Here’s another bright spot for your Wednesday: The U.S. Senate and House of Representatives have reached a compromise funding bill that would provide $50 billion for U.S. foreign assistance programs in fiscal year 2026 — much more than many aid advocates were expecting. It’s a 16% cut from what the U.S. Congress approved last year, but it’s nearly $20 billion more than President Donald Trump’s own budget request: He’d sought a 47.7% cut to foreign aid.

This appropriations bill sends a strong signal of broad, bipartisan support within Congress for achieving global food and nutrition security, particularly through investments in agricultural development and research,” says Katie Lee, vice president of government affairs at the Washington-based Farm Journal Foundation. So what’s in the bill? 

$54 million for the International Fund for Agricultural Development, an increase over the $43 million that the agency actually got in fiscal year 2025.

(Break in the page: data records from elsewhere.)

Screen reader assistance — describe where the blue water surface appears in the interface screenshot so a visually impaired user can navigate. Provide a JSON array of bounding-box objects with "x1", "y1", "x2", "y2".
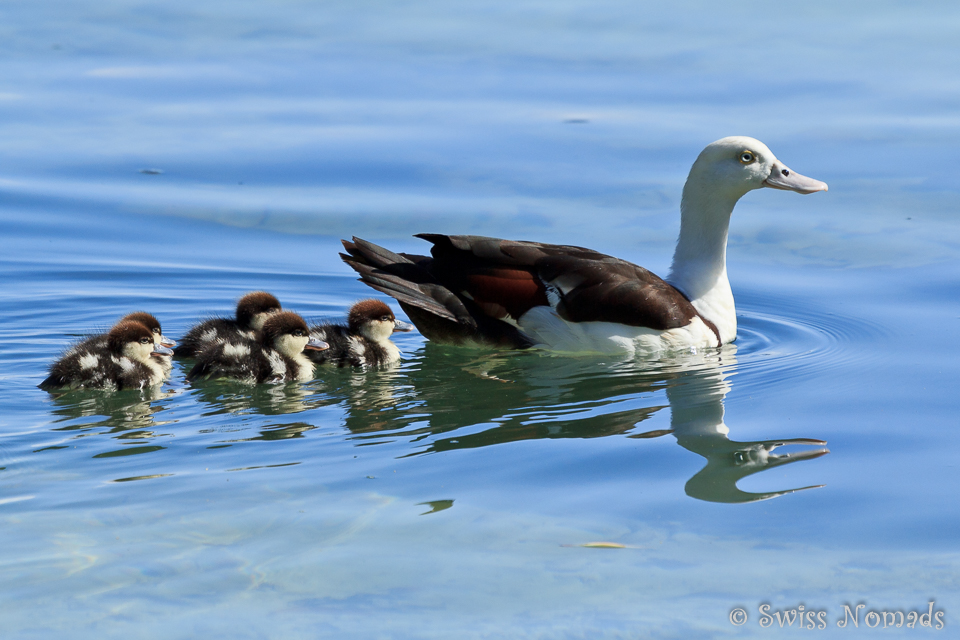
[{"x1": 0, "y1": 0, "x2": 960, "y2": 639}]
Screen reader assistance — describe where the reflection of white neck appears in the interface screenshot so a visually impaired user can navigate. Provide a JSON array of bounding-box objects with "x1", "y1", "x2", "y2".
[
  {"x1": 667, "y1": 170, "x2": 743, "y2": 343},
  {"x1": 667, "y1": 352, "x2": 737, "y2": 438}
]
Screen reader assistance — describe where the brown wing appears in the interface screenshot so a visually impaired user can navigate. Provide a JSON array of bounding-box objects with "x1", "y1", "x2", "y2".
[{"x1": 418, "y1": 234, "x2": 699, "y2": 331}]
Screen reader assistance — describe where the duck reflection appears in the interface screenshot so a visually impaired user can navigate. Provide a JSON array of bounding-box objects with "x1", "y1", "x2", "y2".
[{"x1": 341, "y1": 343, "x2": 828, "y2": 503}]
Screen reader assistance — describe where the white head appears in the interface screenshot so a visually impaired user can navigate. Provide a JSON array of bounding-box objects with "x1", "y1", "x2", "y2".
[{"x1": 683, "y1": 136, "x2": 827, "y2": 203}]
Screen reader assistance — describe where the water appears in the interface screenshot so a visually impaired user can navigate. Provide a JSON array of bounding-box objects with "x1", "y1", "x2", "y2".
[{"x1": 0, "y1": 2, "x2": 960, "y2": 638}]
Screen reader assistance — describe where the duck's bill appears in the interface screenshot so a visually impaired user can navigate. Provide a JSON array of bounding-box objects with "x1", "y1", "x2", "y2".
[
  {"x1": 304, "y1": 338, "x2": 330, "y2": 351},
  {"x1": 763, "y1": 162, "x2": 827, "y2": 193},
  {"x1": 393, "y1": 320, "x2": 413, "y2": 331}
]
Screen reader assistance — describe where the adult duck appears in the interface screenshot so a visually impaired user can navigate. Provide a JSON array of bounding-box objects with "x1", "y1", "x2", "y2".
[{"x1": 341, "y1": 136, "x2": 827, "y2": 355}]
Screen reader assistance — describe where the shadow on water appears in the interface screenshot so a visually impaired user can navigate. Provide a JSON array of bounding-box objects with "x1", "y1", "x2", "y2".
[
  {"x1": 341, "y1": 343, "x2": 828, "y2": 503},
  {"x1": 42, "y1": 343, "x2": 828, "y2": 503}
]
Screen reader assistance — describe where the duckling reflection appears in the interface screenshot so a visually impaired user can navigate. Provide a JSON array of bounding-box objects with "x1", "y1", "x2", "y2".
[
  {"x1": 338, "y1": 343, "x2": 828, "y2": 503},
  {"x1": 190, "y1": 378, "x2": 330, "y2": 416},
  {"x1": 44, "y1": 387, "x2": 174, "y2": 441}
]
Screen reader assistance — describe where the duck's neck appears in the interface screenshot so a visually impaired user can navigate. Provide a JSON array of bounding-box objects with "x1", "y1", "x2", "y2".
[{"x1": 667, "y1": 180, "x2": 742, "y2": 344}]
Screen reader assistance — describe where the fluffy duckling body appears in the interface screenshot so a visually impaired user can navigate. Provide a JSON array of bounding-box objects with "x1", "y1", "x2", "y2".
[
  {"x1": 308, "y1": 300, "x2": 413, "y2": 367},
  {"x1": 70, "y1": 311, "x2": 177, "y2": 379},
  {"x1": 39, "y1": 320, "x2": 173, "y2": 390},
  {"x1": 187, "y1": 311, "x2": 327, "y2": 384},
  {"x1": 173, "y1": 291, "x2": 281, "y2": 357}
]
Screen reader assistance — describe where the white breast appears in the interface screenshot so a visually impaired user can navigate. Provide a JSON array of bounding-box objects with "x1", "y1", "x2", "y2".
[{"x1": 518, "y1": 306, "x2": 719, "y2": 356}]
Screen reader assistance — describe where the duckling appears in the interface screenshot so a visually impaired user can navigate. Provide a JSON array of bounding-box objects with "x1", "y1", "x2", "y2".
[
  {"x1": 39, "y1": 320, "x2": 173, "y2": 390},
  {"x1": 173, "y1": 291, "x2": 281, "y2": 357},
  {"x1": 187, "y1": 311, "x2": 329, "y2": 383},
  {"x1": 308, "y1": 300, "x2": 413, "y2": 367},
  {"x1": 64, "y1": 311, "x2": 177, "y2": 379}
]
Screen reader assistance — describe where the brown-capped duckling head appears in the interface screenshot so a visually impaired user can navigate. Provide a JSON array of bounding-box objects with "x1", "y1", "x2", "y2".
[
  {"x1": 347, "y1": 299, "x2": 413, "y2": 342},
  {"x1": 260, "y1": 311, "x2": 330, "y2": 358},
  {"x1": 120, "y1": 311, "x2": 177, "y2": 347},
  {"x1": 237, "y1": 291, "x2": 282, "y2": 331},
  {"x1": 107, "y1": 320, "x2": 173, "y2": 362}
]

$720 million for food security and agricultural development programs. That includes $175 million for international agricultural research, at least $72 million of which will go to Feed the Future innovation labs at U.S. universities. Many universities closed or drastically scaled down their innovation labs last year with USAID’s closure, so we’ll be watching whether this funding can resurrect them. An explanatory statement accompanying the bill calls for the funds for the labs to “establish partnerships focused on livestock innovation capacity, research and development of coffee and cacao crop productivity and their role in associated supply chains, and biosecurity in aquaculture.”

$100 million for a new public-private partnership foundation on food security to be established through legislation by Dec. 31.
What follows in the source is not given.